Je vous mets la première partie :

Rage

J’attends mon tour depuis une heure sur ce banc d’hôpital. Mon ticket de passage porte le numéro 043 et je maudis le panneau électronique qui affiche 021. Je suis un parfait idiot, je suis venu à l’heure… Je me doutais que la promptitude n’était pas l’affaire des administrations, à part lorsqu’elles ferment à 17 heures. À ma gauche, un homme lit un des magazines peoples mis à disposition sur la petite table devant nous. Je n’ai même pas le courage de jeter un œil dans l’un d’eux, la date de celui de mon voisin indique déjà quelques mois de retard.
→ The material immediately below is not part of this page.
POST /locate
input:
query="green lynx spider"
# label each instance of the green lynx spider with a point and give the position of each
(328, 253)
Je n’ai plus qu’à me laisser happer par un léger sommeil et terminer la courte nuit que ma rage de dents a bien voulu m’accorder. C’est dans cette envie irrépressible de baisser le rideau que j’aperçois une jeune fille entrer dans le hall des urgences dentaires. Coup de chance, elle s’installe entre mon voisin et moi. Par ce petit matin d’été, son débardeur échancré et son étroite jupe droite éveillent en moi des sensations animales qui me font oublier un bref instant les bactéries infectes qui pilonnent joyeusement ma molaire. Elle me sourit puis fronce brusquement les sourcils en regardant son ticket de passage. Elle se tourne soudain vers moi :

- Qu’est-ce que c’est long les attentes dans ces conneries d’hôpitaux.

Un langage cru, lancé par une voix claire, douce et charmante. Je l’adore déjà.
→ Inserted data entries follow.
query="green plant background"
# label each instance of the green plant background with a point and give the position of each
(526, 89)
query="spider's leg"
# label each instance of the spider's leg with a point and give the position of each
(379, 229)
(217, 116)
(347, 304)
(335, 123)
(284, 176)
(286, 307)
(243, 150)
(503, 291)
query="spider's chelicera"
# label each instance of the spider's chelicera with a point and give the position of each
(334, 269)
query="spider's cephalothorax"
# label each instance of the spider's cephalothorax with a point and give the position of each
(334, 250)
- Si vous saviez depuis le temps que je suis ici, vous partiriez en courant… Lui dis-je.

- Ne me dites rien. Je vous détesterais. Ce serait dommage, vous êtes mignon.

Pas farouche la demoiselle pour balancer ce genre de compliments à un parfait inconnu. C’est ce type de paroles qui me décide de scruter un peu plus méthodiquement cette jeune vénus. Un visage frais et pur, surmonté par des longs cheveux châtains soigneusement lissés. Un cou droit, aussi long qu’une statue grecque. Une poitrine que je devine ferme avec deux adorables seins en forme de poire puisque la demoiselle ne porte pas de soutien-gorge sous un débardeur bien trop large pour elle. D’ailleurs, la majesté de ses seins m’éblouit par leur blancheur. La pointe de ses mamelons dessine une délicieuse bosse sur le tissu côtelé. Plus bas, sa jupe étroite remonte malgré elle sur le haut de ses cuisses galbées. Cette fille est splendide. J’aimerais tant en voir plus. J’aimerais tant la voir nue, la poser sur mon corps fiévreux. J’aimerais tant lui dire qu’elle pourrait nous rendre heureux juste une heure ou deux au point où rien n’aurait d’importance. Oublier misère, guerre, révolution, mort, et fachos. Regarde-moi, adorée. Prends-moi par la main et entraîne-moi vers tes douceurs intimes.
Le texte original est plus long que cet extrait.